Investment trends warn against complacency about energy security. In the electricity sector, wind and solar are now meeting a substantial proportion of the growth in demand in annual production volumes, but integrating them effectively into the power system requires additional investment and changing operational methods. In many countries, there is a policy debate about the ability of the current regulatory institutions to achieve this. Investment in flexible types of electricity generation, such as gas power, is slowing down to a halt in Europe and there are emerging uncertainties about its prospects in North America. In emerging markets such as Mexico and India, long-term contracts are helping to mobilise investment in renewables, but difficulties in upgrading the grid persist.
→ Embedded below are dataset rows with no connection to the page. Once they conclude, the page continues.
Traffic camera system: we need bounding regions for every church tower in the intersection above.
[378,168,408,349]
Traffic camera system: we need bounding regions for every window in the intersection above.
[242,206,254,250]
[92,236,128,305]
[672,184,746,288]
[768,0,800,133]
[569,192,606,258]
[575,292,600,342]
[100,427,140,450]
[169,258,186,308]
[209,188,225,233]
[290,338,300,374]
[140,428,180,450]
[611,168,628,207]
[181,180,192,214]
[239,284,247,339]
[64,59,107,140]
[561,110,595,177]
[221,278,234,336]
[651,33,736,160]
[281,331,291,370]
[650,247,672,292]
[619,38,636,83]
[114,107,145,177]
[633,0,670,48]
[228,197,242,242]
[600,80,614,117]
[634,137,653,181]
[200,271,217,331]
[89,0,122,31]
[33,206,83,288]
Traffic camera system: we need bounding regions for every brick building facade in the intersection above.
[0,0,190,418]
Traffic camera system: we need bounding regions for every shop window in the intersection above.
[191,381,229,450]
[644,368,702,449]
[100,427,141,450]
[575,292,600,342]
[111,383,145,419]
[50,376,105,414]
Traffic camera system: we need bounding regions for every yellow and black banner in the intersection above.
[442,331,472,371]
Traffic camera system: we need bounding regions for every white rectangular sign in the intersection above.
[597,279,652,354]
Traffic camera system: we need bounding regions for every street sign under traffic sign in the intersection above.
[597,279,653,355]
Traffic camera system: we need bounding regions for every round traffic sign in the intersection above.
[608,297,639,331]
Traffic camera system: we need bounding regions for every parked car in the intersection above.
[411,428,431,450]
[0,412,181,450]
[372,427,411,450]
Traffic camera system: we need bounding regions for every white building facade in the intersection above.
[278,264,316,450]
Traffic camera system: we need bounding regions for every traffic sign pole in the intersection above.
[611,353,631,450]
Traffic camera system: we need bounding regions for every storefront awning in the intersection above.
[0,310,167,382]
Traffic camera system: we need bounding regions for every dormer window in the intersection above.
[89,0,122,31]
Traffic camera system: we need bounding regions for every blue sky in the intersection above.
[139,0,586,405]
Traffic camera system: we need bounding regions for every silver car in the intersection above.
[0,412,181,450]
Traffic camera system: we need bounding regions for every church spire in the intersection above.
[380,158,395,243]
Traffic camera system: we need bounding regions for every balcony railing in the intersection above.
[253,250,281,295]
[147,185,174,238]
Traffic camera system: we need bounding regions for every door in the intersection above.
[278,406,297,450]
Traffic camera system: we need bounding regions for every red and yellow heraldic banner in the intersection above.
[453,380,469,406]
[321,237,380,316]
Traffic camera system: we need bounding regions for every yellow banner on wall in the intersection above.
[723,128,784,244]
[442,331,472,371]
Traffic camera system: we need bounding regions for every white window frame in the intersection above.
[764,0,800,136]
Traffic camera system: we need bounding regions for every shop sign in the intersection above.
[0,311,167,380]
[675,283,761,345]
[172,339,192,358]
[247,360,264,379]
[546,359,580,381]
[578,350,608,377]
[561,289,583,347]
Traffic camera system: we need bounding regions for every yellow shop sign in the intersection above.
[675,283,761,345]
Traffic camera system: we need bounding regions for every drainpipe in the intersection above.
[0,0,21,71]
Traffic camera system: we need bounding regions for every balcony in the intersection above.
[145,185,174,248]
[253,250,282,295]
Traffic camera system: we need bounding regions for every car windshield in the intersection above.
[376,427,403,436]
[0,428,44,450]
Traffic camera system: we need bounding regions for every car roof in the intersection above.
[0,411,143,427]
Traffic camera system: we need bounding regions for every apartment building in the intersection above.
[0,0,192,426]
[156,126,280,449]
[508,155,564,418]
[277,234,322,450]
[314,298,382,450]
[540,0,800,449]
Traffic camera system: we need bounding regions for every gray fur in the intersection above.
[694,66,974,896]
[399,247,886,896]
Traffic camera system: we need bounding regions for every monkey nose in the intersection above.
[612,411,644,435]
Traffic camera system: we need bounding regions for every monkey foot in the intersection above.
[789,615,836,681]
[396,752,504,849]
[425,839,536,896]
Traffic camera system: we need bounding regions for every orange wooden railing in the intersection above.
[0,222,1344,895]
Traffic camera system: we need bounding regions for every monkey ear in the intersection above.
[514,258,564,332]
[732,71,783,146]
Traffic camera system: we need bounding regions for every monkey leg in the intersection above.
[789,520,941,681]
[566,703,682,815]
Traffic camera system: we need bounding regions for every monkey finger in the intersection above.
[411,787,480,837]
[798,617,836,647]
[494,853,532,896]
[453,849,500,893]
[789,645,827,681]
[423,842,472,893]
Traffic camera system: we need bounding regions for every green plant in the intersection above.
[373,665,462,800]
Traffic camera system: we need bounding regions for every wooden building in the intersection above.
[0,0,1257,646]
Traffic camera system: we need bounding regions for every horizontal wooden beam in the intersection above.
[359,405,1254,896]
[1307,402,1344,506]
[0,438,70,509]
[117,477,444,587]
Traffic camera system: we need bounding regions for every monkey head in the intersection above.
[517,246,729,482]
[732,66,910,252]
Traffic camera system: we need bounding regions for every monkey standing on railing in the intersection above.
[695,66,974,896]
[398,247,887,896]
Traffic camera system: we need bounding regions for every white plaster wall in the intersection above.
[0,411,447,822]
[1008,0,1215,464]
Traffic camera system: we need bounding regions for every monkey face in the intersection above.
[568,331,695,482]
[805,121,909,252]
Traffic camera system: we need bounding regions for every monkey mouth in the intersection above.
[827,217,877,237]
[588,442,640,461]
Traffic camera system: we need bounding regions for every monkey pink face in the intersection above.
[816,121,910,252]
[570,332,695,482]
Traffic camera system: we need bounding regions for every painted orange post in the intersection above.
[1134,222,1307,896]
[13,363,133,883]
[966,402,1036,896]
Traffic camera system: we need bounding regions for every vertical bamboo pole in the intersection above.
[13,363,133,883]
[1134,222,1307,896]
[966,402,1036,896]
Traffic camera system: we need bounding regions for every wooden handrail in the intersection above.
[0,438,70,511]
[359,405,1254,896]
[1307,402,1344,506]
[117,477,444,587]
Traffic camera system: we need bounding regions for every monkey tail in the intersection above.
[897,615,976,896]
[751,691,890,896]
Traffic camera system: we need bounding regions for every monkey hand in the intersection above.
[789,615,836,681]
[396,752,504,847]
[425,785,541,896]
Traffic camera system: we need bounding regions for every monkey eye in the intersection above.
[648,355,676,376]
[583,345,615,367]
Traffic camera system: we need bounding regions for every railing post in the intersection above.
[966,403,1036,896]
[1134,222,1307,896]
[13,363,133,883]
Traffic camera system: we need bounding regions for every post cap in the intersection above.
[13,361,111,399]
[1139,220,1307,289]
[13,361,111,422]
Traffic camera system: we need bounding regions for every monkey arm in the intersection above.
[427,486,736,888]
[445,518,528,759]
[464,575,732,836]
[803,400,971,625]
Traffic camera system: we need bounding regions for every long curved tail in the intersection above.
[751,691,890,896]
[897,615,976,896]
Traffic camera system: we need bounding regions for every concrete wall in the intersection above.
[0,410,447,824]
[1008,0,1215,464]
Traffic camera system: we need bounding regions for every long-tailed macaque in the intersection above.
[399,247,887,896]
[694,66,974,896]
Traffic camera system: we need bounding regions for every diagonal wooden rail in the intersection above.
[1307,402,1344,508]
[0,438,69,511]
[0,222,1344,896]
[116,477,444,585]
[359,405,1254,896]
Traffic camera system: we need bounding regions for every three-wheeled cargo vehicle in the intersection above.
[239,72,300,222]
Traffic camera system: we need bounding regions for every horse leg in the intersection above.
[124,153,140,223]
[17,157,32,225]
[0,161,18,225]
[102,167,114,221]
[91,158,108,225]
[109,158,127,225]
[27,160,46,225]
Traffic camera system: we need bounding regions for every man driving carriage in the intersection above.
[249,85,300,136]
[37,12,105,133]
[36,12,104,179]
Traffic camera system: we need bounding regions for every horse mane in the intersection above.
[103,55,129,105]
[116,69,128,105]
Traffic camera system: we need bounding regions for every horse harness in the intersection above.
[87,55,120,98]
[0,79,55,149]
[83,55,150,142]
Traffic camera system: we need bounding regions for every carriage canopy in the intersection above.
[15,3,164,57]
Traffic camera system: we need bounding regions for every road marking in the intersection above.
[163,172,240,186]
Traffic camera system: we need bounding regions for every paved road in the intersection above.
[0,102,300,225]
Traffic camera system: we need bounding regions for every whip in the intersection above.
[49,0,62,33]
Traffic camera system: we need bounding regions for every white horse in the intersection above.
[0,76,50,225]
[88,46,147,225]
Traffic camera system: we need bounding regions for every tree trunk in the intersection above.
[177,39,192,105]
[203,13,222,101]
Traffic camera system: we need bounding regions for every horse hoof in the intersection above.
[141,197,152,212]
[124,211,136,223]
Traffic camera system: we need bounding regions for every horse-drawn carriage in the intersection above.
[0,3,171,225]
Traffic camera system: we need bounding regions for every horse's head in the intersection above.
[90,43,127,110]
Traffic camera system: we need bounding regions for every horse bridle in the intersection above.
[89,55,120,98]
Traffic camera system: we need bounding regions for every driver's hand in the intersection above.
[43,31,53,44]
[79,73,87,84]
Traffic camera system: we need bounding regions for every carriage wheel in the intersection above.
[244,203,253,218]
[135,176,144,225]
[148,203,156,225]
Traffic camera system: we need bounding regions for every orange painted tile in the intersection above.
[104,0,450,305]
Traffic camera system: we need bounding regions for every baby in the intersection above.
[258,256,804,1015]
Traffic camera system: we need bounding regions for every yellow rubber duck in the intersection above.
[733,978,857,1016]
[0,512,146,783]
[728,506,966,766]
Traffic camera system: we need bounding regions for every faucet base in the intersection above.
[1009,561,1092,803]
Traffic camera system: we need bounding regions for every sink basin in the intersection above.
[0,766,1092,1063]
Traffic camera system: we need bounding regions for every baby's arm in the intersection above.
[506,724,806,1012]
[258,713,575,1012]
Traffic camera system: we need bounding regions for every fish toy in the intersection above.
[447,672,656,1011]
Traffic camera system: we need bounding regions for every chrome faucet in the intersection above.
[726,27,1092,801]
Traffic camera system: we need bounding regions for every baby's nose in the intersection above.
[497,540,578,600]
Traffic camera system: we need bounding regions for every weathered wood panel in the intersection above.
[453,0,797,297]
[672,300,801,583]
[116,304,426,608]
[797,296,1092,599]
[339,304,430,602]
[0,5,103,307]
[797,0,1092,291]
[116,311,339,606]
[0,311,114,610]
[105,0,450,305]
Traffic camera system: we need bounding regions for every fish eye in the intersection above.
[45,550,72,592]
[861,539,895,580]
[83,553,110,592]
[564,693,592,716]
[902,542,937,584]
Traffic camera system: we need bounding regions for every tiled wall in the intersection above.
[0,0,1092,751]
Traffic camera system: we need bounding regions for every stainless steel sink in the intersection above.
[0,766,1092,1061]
Globally, energy investment is not yet consistent with the transition to a low-carbon energy system envisaged in the Paris Climate Agreement of end-2015. While wind, solar PV and electric-vehicle investments are broadly on a trajectory consistent with limiting the increase in global temperature to 2°C, investment in other low-carbon technologies is falling behind. In several countries, nuclear capacity is ageing with little investment going to replacement capacity, and renewables are struggling to compensate for reduced nuclear output. Large-scale investment in CCS has yet to take off.
Large investments are still being made in subcritical coal plants, which risk locking in carbon emissions for decades. A combination of accelerated technological innovation and an investment framework aimed at encouraging rapid, large-scale deployment of low-carbon technologies will be essential to steer the transformation of the energy system if climate and energy security objectives are to be achieved.